Halloween & the Quarter-Life Crisis

The Last Word
Halloween Dress-UpReinvention Takes on New Meaning During
the ‘Quarter-life Crisis’
By Beth Nabi
Halloween never was about the candy for me. Even as a kid, I’d choose savory over sweet any day, and most houses were doling out Smarties and Sugar Daddies, not Slim Jims. As a shy child, going door to door asking strangers for treats probably was the scariest part of the holiday. For me, the allure of Halloween was being able to transform yourself, however briefly, into something you weren’t and reinvent yourself every year.
My favorite Halloweens were the ones I spent dressed as a punk rocker.
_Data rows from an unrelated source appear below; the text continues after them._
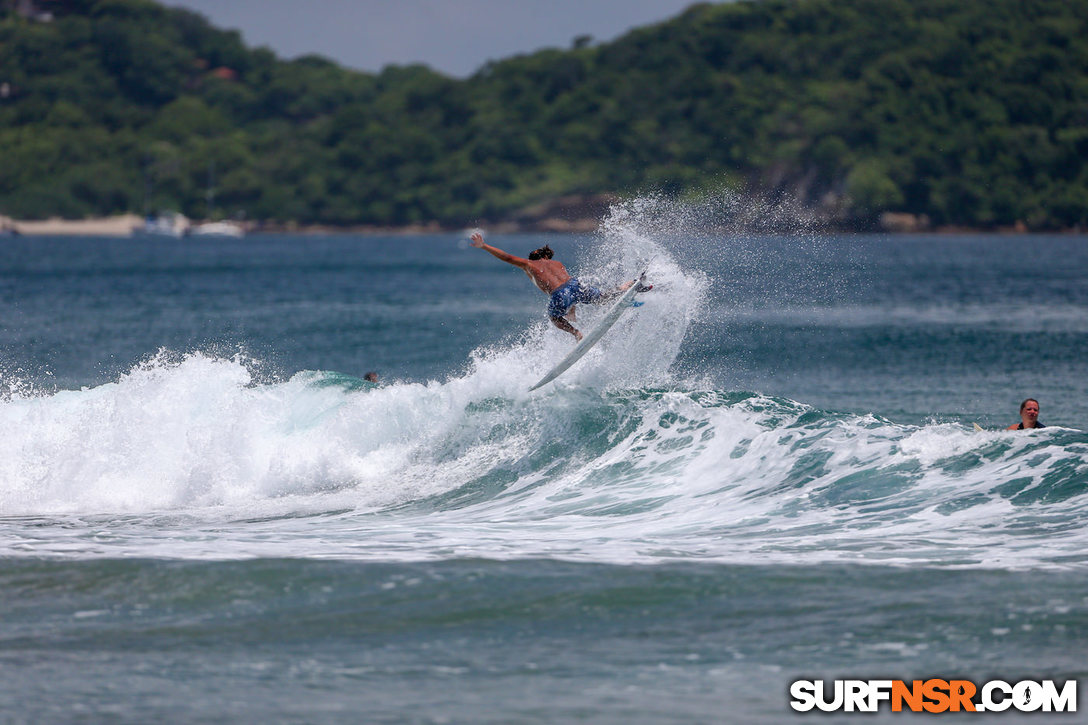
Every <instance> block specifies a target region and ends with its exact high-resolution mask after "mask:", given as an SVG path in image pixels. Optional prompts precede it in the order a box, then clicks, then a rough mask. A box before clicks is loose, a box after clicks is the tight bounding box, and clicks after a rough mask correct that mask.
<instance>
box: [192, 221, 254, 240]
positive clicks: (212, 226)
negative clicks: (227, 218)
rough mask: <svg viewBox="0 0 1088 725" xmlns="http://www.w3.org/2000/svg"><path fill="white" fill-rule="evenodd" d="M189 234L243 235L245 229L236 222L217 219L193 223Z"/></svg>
mask: <svg viewBox="0 0 1088 725" xmlns="http://www.w3.org/2000/svg"><path fill="white" fill-rule="evenodd" d="M189 234H193V235H194V236H235V237H238V236H245V235H246V230H245V228H243V226H242V224H238V223H237V222H230V221H218V222H205V223H202V224H195V225H194V226H193V228H191V229H190V230H189Z"/></svg>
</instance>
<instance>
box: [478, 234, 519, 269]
mask: <svg viewBox="0 0 1088 725" xmlns="http://www.w3.org/2000/svg"><path fill="white" fill-rule="evenodd" d="M471 239H472V241H471V242H470V243H469V244H471V245H472V246H473V247H475V248H478V249H483V250H484V251H486V253H487V254H490V255H492V256H493V257H497V258H498V259H502V260H503V261H505V262H507V263H508V265H514V266H515V267H520V268H521V269H528V268H529V260H528V259H526V258H524V257H516V256H514V255H511V254H510V253H508V251H503V250H502V249H499V248H498V247H493V246H491V245H490V244H485V243H484V241H483V234H481V233H480V232H477V233H475V234H473V235H472V237H471Z"/></svg>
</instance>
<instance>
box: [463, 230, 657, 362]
mask: <svg viewBox="0 0 1088 725" xmlns="http://www.w3.org/2000/svg"><path fill="white" fill-rule="evenodd" d="M471 238H472V241H471V243H470V244H471V245H472V246H473V247H477V248H478V249H483V250H484V251H486V253H489V254H491V255H492V256H494V257H497V258H498V259H502V260H503V261H505V262H507V263H508V265H514V266H515V267H518V268H520V269H521V270H523V271H524V273H526V274H528V275H529V279H530V280H532V281H533V284H535V285H536V286H537V287H540V288H541V291H542V292H544V293H545V294H548V295H551V296H552V299H551V300H548V304H547V317H548V319H549V320H552V324H554V325H555V327H557V328H559V329H560V330H562V331H564V332H569V333H570V334H572V335H574V339H576V340H581V339H582V333H581V332H579V331H578V330H577V329H576V328H574V325H573V324H571V323H570V321H569V320H568V319H567V318H568V317H569V318H570V319H571V320H573V319H574V309H573V308H574V305H577V304H578V303H585V304H586V305H595V304H598V303H602V302H605V300H608V299H611V298H613V297H616V296H618V295H620V294H622V293H623V291H625V290H627V288H628V287H629V286H631V285H632V284H634V283H633V282H625V283H623V284H621V285H620V286H618V287H616V288H615V290H611V291H610V292H601V291H599V290H597V288H596V287H591V286H588V285H584V284H582V283H581V282H579V281H578V280H577V279H574V278H572V277H571V275H570V273H569V272H567V268H566V267H564V266H562V262H560V261H558V260H556V259H552V257H553V256H554V253H553V251H552V247H548V246H543V247H540V248H539V249H533V250H532V251H530V253H529V259H526V258H524V257H517V256H515V255H511V254H510V253H508V251H503V250H502V249H499V248H498V247H493V246H491V245H490V244H485V243H484V241H483V234H481V233H480V232H475V233H474V234H472V237H471ZM645 290H650V286H646V287H645Z"/></svg>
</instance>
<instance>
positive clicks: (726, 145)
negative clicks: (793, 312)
mask: <svg viewBox="0 0 1088 725" xmlns="http://www.w3.org/2000/svg"><path fill="white" fill-rule="evenodd" d="M0 2H3V3H4V4H0V8H2V10H0V213H3V214H8V216H13V217H25V218H40V217H47V216H54V214H60V216H65V217H84V216H92V214H106V213H114V212H121V211H137V212H139V211H149V210H154V209H162V208H173V209H178V210H181V211H183V212H185V213H187V214H189V216H193V217H210V216H217V214H235V213H239V212H244V213H245V214H246V216H247V217H248V218H250V219H261V220H270V221H277V222H288V221H295V222H299V223H325V224H383V225H385V224H388V225H393V224H408V223H420V222H430V221H437V222H440V223H443V224H460V223H466V222H474V221H486V220H497V219H503V218H509V217H511V216H512V214H515V213H516V212H517V211H518V210H519V209H522V208H524V207H527V206H530V205H533V204H537V202H540V201H542V200H546V199H549V198H555V197H560V196H564V195H571V194H594V193H602V192H610V193H620V194H631V193H636V192H639V191H643V189H653V191H656V192H662V193H667V194H673V193H675V194H698V193H700V192H701V191H704V189H707V188H717V187H720V186H721V185H724V184H725V185H730V186H735V187H749V188H754V189H758V191H762V192H768V193H777V194H787V195H791V196H793V197H796V198H798V199H800V200H802V201H803V202H805V204H807V205H808V206H811V207H812V208H814V209H817V210H818V211H820V212H821V213H824V214H826V216H827V217H829V218H832V219H837V220H839V221H840V222H841V223H843V224H850V225H865V224H868V223H871V221H873V220H874V219H875V218H876V217H877V214H879V213H880V212H883V211H897V212H910V213H914V214H919V216H920V214H925V216H927V217H928V218H929V219H931V220H932V222H934V223H935V224H938V225H942V224H957V225H969V226H979V228H992V226H1003V225H1012V224H1015V223H1024V224H1027V225H1028V226H1029V228H1033V229H1059V228H1070V226H1079V225H1084V224H1085V223H1086V222H1088V167H1086V164H1085V162H1084V160H1085V159H1086V158H1088V0H751V1H741V2H729V3H719V4H706V3H703V4H696V5H692V7H691V8H690V9H689V10H688V11H687V12H684V13H683V14H681V15H680V16H678V17H676V19H673V20H671V21H669V22H665V23H660V24H657V25H653V26H650V27H644V28H641V29H636V30H634V32H631V33H629V34H628V35H626V36H623V37H621V38H619V39H617V40H616V41H614V42H609V44H605V45H599V46H594V45H592V44H589V42H586V39H585V38H579V39H577V40H576V41H574V44H573V45H572V47H571V48H570V49H568V50H544V51H540V52H536V53H532V54H527V56H519V57H515V58H510V59H507V60H503V61H499V62H493V63H489V64H487V65H485V66H484V67H482V69H481V70H480V71H479V72H478V73H477V74H475V75H473V76H472V77H470V78H468V79H465V81H458V79H454V78H448V77H446V76H444V75H442V74H438V73H435V72H433V71H432V70H430V69H428V67H425V66H419V65H417V66H406V67H405V66H400V67H398V66H390V67H387V69H385V70H384V71H383V72H382V73H380V74H376V75H374V74H367V73H359V72H354V71H348V70H345V69H342V67H339V66H337V65H336V64H334V63H332V62H330V61H327V60H325V59H322V58H319V57H306V58H301V59H298V60H294V61H283V60H280V59H277V58H276V57H275V56H274V54H273V53H272V52H270V51H269V50H267V49H256V50H254V49H248V48H246V47H245V46H244V45H243V42H242V40H240V38H239V36H238V34H237V33H235V32H224V30H221V29H217V28H214V27H212V26H211V25H210V24H209V23H208V22H207V21H206V20H205V19H203V17H201V16H200V15H198V14H195V13H191V12H189V11H186V10H181V9H170V8H165V7H162V5H158V4H156V3H152V2H150V1H148V0H53V2H51V3H50V5H51V7H55V8H57V10H55V13H54V15H55V16H54V19H53V20H52V21H51V22H41V21H39V20H35V19H33V17H32V19H28V17H23V16H22V15H21V14H18V13H17V12H16V11H15V3H14V2H13V1H11V0H0ZM212 174H213V184H214V187H215V191H217V194H215V196H214V205H215V207H217V208H214V209H209V208H208V199H207V196H206V192H207V189H208V186H209V181H212V179H210V176H211V175H212Z"/></svg>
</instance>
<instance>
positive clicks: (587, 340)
mask: <svg viewBox="0 0 1088 725" xmlns="http://www.w3.org/2000/svg"><path fill="white" fill-rule="evenodd" d="M643 274H645V272H643ZM641 279H642V274H640V275H639V277H636V278H635V281H634V284H632V285H631V286H630V287H628V288H627V290H625V291H623V294H622V295H620V296H619V299H617V300H616V302H615V304H613V306H611V307H610V308H609V309H608V311H607V312H606V314H605V316H604V317H603V318H602V319H601V321H599V322H597V325H596V327H595V328H593V329H592V330H590V332H589V333H586V334H585V335H582V340H581V341H579V343H578V344H577V345H574V349H572V351H570V353H569V354H568V355H567V357H565V358H562V359H561V360H559V364H558V365H556V366H555V367H554V368H552V369H551V370H548V373H547V374H546V376H544V377H543V378H541V379H540V381H537V383H536V384H535V385H533V386H532V388H530V389H529V390H530V391H533V390H536V389H537V388H541V386H542V385H546V384H548V383H549V382H552V381H553V380H555V379H556V378H558V377H559V376H561V374H562V373H564V372H566V371H567V369H568V368H569V367H570V366H572V365H573V364H574V362H578V361H579V360H580V359H582V356H583V355H585V354H586V353H589V352H590V348H591V347H593V346H594V345H596V344H597V341H599V340H601V339H602V337H604V335H605V333H606V332H608V330H609V329H611V325H614V324H616V320H618V319H619V316H620V315H622V314H623V310H626V309H627V308H628V307H631V303H632V300H633V299H634V295H636V294H638V293H639V286H640V282H639V281H640V280H641Z"/></svg>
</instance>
I use the term liberally … or, rather, conservatively; my punk-rock inspirations were more the Bangles and the Go-Go’s than The Clash and the Sex Pistols, so maybe “punk pop” is more accurate. My low-maintenance costume usually involved any or all of the following: an oversized hot-pink sweatshirt, black leggings, a gold-chain belt, silver face paint, plastic sunglasses, gaudy hairclips, colored hairspray, dangly earrings and, as the finishing touch, some Christmas-tree garland. The transformation was physically simple, but spiritually transcendental. Punk rock embodied social defiance and, at 7 years old, wearing sunglasses inside was about as socially defiant as it got.
Fifteen or so years later, I no longer was concerned with what to be for Halloween, and was consumed with what to be … period. I’m not sure if people who know from an early age what they want to do with their lives really exist, or if they’re just the stuff of ghost stories. I do know I’m not one of them.
After getting an undergraduate degree in English, I decided to pursue graphic design at the Savannah College of Art and Design. I surveyed my fellow students-to-be on the orientation tour bus and realized immediately that art-schoolers had a certain look. No two were exactly alike, but they seemed to be made of the same stuff: dyed hair, myriad piercings, mixed bright and black clothing, black nail polish, chains connecting a nose ring to an earring or a wallet to a belt loop, or a nose ring to a wallet. These people were hip. These people were edgy. Subtract the pack of Lucky Strike cigarettes and these people were the materialization of my 7-year-old self’s ideal punk-rocker costume.
I attempted hip. I pushed my limits with four simultaneous facial piercings: three earrings and a brow ring that looked more like a staple keeping my eyebrow attached to my face. The last stayed in all of three weeks.
I felt like a white sheep in a school filled with black sheep, but I soon found that the graphic designers were more Art School Lite. The edgier ensembles were reserved for artsier majors: fashion, painting, printmaking, sculpture, etc. My version of edgy – wearing a short-sleeve T-shirt over a long-sleeve T-shirt – was plenty adequate in my department. Besides, adopting the art-school punk-rock costume would have been as out of character for me when I was 23 as it was at age 7.
I finished my degree at SCAD with the same number of holes in my face as when I started (though I had a substantially bigger hole in my wallet), and I found a great job that actually lets me put to use what I studied. However, in trying to come to terms with the responsibilities of being a grownup, I seem to have wandered into a spooky stretch of life some call the quarter-life crisis – the tumultuous transition into adulthood that’s taking longer these days because we’re paying back student loans (check), competing intensely for jobs (check), moving back in with parents (check) and waiting longer to get married (check). Twenty-somethings have such unprecedented freedom in exploring any career they want that knowing the right one to pursue can be overwhelmingly tricky.
Some researchers say the average American job-hops eight times before age 32. How punk rock is that? After all, punk was about youthful rebellion. And what says youthful rebellion more than delaying adulthood? Maybe I’m more punk rock than I thought.
I wonder if this graphic-designer costume I’m in now still will fit me in the years to come. In the future I might want to reinvent myself – maybe dress up as a psychologist, or a massage therapist, or a professor, or even a lawyer. In the meantime, I think I’ll ease my transition into adulthood by regressing into adolescence: I’m already planning one serious punk-rocker costume for the office Halloween party.